Sabic confirms oil-to-chemical plans

14 May 2014

Sabic facility will process 200,000 barrels a day of crude and be operational by 2020

Saudi Basic Industries Corporation (Sabic) has confirmed it plans to build an oil-to-chemicals plant in Saudi Arabia, but stopped short of confirming the location as Yanbu on the Red Sea coast.

Sabic stated that the project will be completed by 2020 and that it will process about 200,000 barrels a day of crude oil. It did not disclose whether the scheme would be executed alone or as a partnership with another company.
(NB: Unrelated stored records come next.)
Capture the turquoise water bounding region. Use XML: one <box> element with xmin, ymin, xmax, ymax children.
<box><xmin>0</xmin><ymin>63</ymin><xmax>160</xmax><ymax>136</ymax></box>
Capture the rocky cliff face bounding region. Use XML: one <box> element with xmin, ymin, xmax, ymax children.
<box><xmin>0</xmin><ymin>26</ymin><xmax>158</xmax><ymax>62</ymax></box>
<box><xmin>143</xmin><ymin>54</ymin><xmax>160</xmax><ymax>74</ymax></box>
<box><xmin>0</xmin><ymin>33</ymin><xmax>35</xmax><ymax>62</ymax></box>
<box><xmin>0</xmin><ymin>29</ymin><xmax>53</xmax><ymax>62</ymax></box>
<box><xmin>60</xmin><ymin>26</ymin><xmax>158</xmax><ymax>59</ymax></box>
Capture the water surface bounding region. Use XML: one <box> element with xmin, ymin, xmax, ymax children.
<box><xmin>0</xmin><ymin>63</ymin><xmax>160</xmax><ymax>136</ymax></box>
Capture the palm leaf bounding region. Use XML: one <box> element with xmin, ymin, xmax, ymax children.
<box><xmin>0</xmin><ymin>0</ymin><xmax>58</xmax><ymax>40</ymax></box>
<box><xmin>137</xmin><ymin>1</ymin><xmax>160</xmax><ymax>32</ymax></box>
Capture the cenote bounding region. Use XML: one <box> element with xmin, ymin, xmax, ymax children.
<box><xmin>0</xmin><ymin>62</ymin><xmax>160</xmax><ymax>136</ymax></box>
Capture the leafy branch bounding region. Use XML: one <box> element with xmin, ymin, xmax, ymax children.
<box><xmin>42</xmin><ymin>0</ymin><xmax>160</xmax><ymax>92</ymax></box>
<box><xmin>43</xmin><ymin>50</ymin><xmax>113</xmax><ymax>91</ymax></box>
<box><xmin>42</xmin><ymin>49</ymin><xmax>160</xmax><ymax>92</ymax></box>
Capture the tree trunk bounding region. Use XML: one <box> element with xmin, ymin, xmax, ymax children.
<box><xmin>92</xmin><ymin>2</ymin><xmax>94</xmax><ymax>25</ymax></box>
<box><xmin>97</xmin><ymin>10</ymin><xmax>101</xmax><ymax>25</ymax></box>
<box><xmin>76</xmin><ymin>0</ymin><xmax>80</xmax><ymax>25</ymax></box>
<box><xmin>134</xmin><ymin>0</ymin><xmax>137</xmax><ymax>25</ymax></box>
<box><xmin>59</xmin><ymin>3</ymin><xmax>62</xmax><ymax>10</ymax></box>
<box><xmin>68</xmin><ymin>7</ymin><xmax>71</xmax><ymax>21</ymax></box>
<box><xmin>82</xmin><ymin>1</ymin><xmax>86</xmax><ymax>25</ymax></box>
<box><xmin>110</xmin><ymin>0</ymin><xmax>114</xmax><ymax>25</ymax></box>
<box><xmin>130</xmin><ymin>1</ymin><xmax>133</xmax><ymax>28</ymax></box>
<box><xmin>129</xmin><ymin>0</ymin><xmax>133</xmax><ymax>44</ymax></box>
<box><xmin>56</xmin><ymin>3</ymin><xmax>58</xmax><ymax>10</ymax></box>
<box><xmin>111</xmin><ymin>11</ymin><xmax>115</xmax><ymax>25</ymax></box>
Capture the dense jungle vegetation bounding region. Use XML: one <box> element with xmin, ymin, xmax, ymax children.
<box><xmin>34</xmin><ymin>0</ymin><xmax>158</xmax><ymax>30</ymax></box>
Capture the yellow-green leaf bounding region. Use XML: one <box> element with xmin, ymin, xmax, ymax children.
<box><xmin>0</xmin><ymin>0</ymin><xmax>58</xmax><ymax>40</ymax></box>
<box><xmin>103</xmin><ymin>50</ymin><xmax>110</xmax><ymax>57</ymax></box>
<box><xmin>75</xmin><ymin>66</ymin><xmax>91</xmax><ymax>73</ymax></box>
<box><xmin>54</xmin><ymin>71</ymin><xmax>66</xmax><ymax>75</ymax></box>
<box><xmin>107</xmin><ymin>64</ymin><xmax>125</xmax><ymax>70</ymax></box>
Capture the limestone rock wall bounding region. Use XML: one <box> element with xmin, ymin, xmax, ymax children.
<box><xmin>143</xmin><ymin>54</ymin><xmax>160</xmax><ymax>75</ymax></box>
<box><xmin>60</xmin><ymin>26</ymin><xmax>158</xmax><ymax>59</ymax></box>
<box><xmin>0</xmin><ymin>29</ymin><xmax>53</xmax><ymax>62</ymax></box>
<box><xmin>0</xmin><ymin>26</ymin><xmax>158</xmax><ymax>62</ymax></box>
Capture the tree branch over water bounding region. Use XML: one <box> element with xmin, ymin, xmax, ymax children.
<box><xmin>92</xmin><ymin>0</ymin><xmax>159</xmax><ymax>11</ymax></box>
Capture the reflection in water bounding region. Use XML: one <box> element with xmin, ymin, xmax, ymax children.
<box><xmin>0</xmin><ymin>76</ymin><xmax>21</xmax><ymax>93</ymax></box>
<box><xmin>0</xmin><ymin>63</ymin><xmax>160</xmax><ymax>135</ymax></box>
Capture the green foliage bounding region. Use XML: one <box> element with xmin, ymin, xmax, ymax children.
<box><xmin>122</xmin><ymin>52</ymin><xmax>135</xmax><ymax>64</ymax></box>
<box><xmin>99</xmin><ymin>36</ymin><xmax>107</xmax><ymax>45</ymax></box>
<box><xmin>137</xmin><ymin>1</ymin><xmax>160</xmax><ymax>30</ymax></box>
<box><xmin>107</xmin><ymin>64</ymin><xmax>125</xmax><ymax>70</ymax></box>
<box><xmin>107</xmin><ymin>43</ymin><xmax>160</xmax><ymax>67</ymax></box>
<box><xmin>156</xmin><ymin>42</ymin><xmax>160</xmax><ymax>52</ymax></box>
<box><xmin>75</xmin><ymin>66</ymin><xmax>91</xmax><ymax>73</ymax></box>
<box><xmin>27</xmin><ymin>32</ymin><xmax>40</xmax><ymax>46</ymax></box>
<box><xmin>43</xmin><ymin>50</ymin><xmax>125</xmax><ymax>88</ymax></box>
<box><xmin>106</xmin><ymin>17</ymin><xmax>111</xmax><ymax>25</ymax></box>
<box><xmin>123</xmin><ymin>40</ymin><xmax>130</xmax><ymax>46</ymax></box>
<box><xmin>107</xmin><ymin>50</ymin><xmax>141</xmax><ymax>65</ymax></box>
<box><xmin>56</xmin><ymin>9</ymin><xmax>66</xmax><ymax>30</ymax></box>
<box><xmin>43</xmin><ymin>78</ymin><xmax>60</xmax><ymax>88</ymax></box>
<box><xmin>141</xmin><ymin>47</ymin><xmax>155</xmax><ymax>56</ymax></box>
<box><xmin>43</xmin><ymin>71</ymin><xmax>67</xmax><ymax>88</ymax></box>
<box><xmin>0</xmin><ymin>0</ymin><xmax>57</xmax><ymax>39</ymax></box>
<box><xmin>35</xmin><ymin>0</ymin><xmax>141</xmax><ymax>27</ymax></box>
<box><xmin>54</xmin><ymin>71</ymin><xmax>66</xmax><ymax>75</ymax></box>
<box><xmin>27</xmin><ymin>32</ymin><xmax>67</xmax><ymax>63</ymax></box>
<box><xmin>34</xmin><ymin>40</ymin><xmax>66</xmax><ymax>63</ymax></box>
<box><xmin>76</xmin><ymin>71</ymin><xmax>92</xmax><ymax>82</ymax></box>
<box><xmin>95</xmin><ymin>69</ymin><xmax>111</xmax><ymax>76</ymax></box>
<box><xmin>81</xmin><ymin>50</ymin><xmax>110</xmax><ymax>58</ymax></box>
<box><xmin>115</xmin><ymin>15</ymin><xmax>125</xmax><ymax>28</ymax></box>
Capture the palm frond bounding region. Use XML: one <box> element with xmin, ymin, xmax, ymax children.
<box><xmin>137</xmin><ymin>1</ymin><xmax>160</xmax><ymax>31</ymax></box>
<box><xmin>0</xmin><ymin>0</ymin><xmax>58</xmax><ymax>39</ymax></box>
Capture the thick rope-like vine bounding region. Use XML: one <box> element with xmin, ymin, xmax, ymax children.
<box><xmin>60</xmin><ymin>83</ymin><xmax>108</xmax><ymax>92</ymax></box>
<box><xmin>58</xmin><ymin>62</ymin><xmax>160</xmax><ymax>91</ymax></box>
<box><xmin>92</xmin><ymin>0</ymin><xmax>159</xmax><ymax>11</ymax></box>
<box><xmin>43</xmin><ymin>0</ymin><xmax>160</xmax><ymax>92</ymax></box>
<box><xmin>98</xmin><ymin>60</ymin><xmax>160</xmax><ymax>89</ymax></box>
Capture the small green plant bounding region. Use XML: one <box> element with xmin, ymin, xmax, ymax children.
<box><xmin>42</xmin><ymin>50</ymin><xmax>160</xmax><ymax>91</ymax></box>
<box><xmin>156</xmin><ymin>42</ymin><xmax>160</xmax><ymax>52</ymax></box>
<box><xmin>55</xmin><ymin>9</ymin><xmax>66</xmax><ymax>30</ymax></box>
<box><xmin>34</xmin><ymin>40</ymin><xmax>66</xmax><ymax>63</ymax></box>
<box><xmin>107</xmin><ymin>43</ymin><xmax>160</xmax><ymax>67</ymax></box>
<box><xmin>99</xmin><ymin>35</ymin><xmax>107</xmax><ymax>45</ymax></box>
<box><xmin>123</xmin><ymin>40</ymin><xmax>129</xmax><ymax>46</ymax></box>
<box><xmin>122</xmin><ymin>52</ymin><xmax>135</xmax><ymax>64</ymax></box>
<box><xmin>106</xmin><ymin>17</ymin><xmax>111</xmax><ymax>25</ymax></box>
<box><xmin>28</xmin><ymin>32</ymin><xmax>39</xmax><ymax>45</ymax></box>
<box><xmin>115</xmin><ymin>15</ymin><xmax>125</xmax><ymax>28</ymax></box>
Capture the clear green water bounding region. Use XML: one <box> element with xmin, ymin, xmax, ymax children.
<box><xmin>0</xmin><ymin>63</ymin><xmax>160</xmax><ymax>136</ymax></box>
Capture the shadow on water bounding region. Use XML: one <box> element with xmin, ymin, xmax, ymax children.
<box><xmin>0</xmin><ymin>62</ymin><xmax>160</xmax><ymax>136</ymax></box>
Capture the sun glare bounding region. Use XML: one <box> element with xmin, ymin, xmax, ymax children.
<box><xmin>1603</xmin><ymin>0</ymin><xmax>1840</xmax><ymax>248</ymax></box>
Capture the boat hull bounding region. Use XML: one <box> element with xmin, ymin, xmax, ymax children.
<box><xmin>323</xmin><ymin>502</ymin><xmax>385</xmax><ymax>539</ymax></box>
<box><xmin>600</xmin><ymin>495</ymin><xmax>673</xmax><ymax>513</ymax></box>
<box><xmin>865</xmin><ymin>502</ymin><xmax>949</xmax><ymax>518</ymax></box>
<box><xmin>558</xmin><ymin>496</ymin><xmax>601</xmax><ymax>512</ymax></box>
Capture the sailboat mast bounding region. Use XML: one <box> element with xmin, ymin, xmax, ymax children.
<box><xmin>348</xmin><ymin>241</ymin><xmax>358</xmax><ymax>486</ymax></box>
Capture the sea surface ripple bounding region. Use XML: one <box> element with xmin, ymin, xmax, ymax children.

Sabic added that up to 100,000 direct and indirect jobs could be created.

MEED reported in early April that Sabic was finalising the study for the oil-to-chemicals scheme. The project is highly likely to be located at Yanbu could cost the region’s largest listed company $30bn to execute.

To produce chemicals directly from crude oil and utilise all of its derivatives would require the construction of a complex that could be two or three times larger than anything ever seen before in the kingdom.   

A petrochemicals refinery would process crude and feed the offtake into three steam crackers. One would crack natural gas liquids (NGLs) and liquid petroleum gas (LPG), a second would crack naphtha and a third would crack fuel oil. 

The product slate of the three crackers would include ethylene, propylene, butadiene, benzene, toluene and xylene. These would be fed into downstream processing facilities that would be constructed as part of the complex.

Oil-to-chemicals plants do require a large amount of fuel to operate. On the scale described by Sabic, the plant would require an additional 30-40 per cent of crude to provide the power to run the facility.

In Saudi Arabia, this would mean a subsidy of $36 a tonne for the crude used for power, equivalent to the $0.75 a million BTUs the Oil Ministry charges for ethane in industrial use. Sources in the kingdom indicate that securing this price would be a central factor deciding whether the scheme becomes economically viable.

MEED revealed in September 2013 that several petrochemicals initiatives were being planned across the kingdom that would utilise liquid feedstock such as NGLs and naphtha sourced from current or planned refineries.  

Other potential locations identified by Riyadh include Ras Tanura in the Eastern Province and Jizan in the southwest.